Bölüm 510: İntikam Çiçeği

avatar
2724 18

Release That Witch - Bölüm 510: İntikam Çiçeği




Çevirmen: Lodos

Sarayın bodrumuna giren Hill Fawkes kalbinin titrediğini hissetmişti. Korkudan değildi… Aksine heyecandandı…


Meşalenin titreyen alevleri sanki onun için dans ediyor gibiydi. Attığı her bir adım taş zeminde yankılanıyordu.


Karanlık ve sessiz bodrumun bu kadar harika bir yer olabileceğini hiç düşünmemişti.


En alt kata indikten sonra Theo üstünü tekrar aradı. Sonra da fısıldayarak: “Tamam git! Çok uzun kalma!” dedi.

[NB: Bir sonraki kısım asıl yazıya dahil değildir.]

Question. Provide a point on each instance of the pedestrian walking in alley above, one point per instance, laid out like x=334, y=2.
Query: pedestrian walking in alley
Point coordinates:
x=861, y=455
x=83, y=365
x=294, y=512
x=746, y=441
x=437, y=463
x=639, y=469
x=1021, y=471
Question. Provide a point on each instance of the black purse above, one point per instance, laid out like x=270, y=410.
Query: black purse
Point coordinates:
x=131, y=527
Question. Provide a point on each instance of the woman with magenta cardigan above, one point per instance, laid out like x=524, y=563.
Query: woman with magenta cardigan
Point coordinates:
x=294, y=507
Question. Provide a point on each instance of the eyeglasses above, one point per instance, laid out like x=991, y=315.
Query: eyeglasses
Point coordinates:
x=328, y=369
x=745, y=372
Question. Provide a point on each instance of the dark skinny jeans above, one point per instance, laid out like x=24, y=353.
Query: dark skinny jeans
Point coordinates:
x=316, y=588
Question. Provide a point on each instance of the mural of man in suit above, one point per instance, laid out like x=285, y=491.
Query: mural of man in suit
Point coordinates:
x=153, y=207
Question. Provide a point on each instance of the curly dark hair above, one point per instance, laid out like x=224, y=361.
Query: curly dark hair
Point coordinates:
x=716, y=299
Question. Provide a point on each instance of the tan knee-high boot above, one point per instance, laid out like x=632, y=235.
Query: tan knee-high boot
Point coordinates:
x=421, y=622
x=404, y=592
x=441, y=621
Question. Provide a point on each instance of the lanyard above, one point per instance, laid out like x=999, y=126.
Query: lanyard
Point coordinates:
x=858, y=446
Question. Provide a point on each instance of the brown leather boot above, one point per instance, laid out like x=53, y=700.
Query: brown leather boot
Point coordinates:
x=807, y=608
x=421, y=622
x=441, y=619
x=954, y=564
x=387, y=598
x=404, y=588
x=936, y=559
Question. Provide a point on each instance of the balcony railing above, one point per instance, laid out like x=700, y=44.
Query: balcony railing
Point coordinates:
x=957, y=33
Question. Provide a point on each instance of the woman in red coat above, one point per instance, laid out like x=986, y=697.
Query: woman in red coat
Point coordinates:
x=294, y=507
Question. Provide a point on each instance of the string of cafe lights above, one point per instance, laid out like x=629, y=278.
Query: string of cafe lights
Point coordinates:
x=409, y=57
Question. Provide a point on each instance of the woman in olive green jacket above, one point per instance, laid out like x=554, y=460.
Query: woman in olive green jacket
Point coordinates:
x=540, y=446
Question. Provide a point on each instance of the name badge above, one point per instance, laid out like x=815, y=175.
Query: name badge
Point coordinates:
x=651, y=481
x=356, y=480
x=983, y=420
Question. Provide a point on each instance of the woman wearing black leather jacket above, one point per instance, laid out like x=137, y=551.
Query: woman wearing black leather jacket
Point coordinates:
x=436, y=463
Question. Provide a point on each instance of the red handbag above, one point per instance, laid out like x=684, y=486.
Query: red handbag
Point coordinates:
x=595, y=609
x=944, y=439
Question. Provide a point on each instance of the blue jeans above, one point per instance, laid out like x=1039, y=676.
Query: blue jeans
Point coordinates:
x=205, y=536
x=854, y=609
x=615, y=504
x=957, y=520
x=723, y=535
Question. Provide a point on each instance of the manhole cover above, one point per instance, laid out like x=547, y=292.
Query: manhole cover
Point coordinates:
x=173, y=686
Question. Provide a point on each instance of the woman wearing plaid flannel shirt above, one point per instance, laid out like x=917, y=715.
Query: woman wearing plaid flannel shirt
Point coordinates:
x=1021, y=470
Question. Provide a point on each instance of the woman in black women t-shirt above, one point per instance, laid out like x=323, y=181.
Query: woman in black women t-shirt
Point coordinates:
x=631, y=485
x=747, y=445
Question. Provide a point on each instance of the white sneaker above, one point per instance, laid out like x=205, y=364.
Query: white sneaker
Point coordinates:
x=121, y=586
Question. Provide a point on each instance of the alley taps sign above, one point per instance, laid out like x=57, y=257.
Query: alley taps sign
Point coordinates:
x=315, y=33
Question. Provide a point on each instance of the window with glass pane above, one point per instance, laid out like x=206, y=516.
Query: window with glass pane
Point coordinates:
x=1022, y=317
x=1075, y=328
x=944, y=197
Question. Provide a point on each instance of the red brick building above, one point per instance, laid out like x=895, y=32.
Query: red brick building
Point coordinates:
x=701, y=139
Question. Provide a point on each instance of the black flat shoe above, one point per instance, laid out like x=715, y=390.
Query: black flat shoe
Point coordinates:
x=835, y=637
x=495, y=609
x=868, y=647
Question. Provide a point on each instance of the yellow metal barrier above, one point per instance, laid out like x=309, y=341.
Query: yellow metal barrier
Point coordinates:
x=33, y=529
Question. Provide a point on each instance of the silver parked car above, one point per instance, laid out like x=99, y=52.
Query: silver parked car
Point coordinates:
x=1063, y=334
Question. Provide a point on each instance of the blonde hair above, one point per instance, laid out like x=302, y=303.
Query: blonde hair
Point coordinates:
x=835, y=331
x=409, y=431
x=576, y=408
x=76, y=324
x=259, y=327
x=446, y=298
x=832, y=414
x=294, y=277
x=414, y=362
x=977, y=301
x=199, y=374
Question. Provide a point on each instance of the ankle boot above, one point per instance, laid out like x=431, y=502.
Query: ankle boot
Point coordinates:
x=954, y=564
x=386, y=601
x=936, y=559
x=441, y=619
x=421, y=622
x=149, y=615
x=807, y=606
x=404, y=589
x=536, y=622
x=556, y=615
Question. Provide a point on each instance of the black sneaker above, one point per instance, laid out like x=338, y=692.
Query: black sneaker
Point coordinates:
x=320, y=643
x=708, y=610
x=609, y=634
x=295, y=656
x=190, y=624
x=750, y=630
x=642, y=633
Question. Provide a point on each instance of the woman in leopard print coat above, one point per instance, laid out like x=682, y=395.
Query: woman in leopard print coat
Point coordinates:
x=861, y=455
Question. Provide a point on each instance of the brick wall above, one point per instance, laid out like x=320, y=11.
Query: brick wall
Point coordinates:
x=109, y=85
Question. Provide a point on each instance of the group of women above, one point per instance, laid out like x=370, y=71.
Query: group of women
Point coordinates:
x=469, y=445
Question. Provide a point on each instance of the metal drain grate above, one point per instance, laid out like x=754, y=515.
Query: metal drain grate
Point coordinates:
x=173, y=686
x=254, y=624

Başını sallayan Hill, heyecanla önündeki karanlığa doğru yürüdü. Karanlık geçitten geçtikten ve kafesi gördükten sonra adımlarını yavaşlattı. Bu anı iyice kazımak istiyordu kafasına…

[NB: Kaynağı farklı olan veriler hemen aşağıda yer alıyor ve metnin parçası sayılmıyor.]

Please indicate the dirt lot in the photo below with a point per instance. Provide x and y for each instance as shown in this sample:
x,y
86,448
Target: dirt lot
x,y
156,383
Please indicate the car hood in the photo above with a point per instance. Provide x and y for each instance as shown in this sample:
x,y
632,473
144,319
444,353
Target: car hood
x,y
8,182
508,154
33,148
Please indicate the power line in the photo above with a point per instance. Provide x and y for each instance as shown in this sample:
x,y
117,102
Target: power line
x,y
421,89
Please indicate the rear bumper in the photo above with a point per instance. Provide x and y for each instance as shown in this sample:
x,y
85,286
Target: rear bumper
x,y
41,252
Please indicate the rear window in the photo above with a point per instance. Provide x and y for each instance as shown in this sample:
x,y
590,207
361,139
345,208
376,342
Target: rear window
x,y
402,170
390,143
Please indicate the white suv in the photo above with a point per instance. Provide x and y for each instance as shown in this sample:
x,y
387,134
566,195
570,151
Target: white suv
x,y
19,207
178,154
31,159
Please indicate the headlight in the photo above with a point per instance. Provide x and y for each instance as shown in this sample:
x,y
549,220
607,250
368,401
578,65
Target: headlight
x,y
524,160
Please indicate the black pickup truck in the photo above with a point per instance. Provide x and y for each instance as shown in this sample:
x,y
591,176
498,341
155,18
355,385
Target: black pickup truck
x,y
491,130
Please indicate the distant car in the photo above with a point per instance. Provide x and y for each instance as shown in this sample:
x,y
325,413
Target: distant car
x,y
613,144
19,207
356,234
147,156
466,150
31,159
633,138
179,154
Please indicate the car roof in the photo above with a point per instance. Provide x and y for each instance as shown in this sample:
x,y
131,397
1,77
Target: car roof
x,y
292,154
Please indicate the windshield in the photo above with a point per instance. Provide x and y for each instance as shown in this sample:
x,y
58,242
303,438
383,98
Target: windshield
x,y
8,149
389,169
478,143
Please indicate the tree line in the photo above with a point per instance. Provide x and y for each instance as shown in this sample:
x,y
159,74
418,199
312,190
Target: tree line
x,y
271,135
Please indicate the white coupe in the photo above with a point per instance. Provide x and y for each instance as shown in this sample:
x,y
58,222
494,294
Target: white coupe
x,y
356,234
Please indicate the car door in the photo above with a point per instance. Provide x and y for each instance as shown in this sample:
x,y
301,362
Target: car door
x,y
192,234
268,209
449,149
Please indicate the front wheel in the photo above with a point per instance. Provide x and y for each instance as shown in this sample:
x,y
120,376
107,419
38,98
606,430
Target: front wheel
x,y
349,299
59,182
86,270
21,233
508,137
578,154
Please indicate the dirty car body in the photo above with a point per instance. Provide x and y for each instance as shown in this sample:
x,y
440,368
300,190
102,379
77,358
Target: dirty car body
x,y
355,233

İşte karısını öldüren katil oradaydı: Timothy Wimbledon.


O anda ağzını kapattı. Gözleri dolmuştu. Şimdiye dek yaptıkları boşa gitmemişti. Sonuç da beklediğinden erken gelmişti.


“Karım bunu görse gülümserdi…” diye düşündü.


“Kim var… Orada?” diye seslendi Timothy. Arkasını dönerek parmaklıklara yaslandı ve sordu: “Sen mi geldin yoksa Şeytan?”


Gölgelerin arasından sıyrılan Hill, hızla kafese ilerledi.


Timothy şok olmuştu. Geriye doğru iki adım attı: “Kimsin sen? Nasıl girdin içeri? Roland Wimbledon nerede? Ben onu görmek istiyorum!”


Eskiden o kibirli ve kendini beğenmiş olan kralın hali ortadaydı işte…


Hill, Timothy’yi yalnızca taç giyme töreninde uzaktan görmüştü. Kıpkırmızı bir elbise vardı üstünde. Başında parlayan bir taç elinde de altından bir asa duruyordu. Kral Şehri şövalyeleri tarafından çevriliydi. Adım adım yüksek platforma çıkmış ve tacı kabul etmişti. Hill bir zamanlar Timothy’nin herkese iyi bir hayat verecek iyi bir kral olacağını ummuştu. Ancak daha sonrasında olanların sonucu olarak bu beklentilerin tamamı yok olmuştu.


Şu anda nihayet intikamın o tatlılığını hissedebiliyordu. En ufak bir acıma duygusu bile yoktu içinde… Aksine hissettiği tek şey, soğuk kalbini ısıtan tatlılık ve mutluluktu. Beklenmedik bir şekilde bu hissi çok sevdiğini fark ediyordu bir yandan da…


“Ben Hill Fawkes, Majesteleri…” diyen Hill, eğildi: “Ben ‘Güvercin ve Silindir’ ekibinin bir üyesiyim. Beni tanımanız imkânsız… Ama ben sizi tanıyorum.”


Yüzünde taş gibi katı bir ifade olan Timothy, sessizdi.


Hill hiç umursamayarak konuşmaya başladı: “Bu akrobatik ekipte yedi üye olması gerekiyordu. Ama sizin yüzünüzden bir ortağımızı kaybettik. O andan sonra geriye kalan altı kişi olarak daha fazla gösteri yapmadık. Aksine sizin hareketleriniz hakkında bilgi toplamak için farelerin arasında gezindik, otellerde saklandık. Topladığımız bilgileri organize ettik, analiz ettik ve Lord Roland'a gönderdik.” diyen Hill, bir an duraksadıktan sonra devam etti: “Bu arada… Biz ona kar tozu geliştirme ve batı bölgesini istila etmek için orduyu etkileme planınızdan da bahsettik. Ayrıca banliyölerdeki iki güherçile fabrikasının kapanmasını sağladık ve onları başka yerlere transfer ettik.”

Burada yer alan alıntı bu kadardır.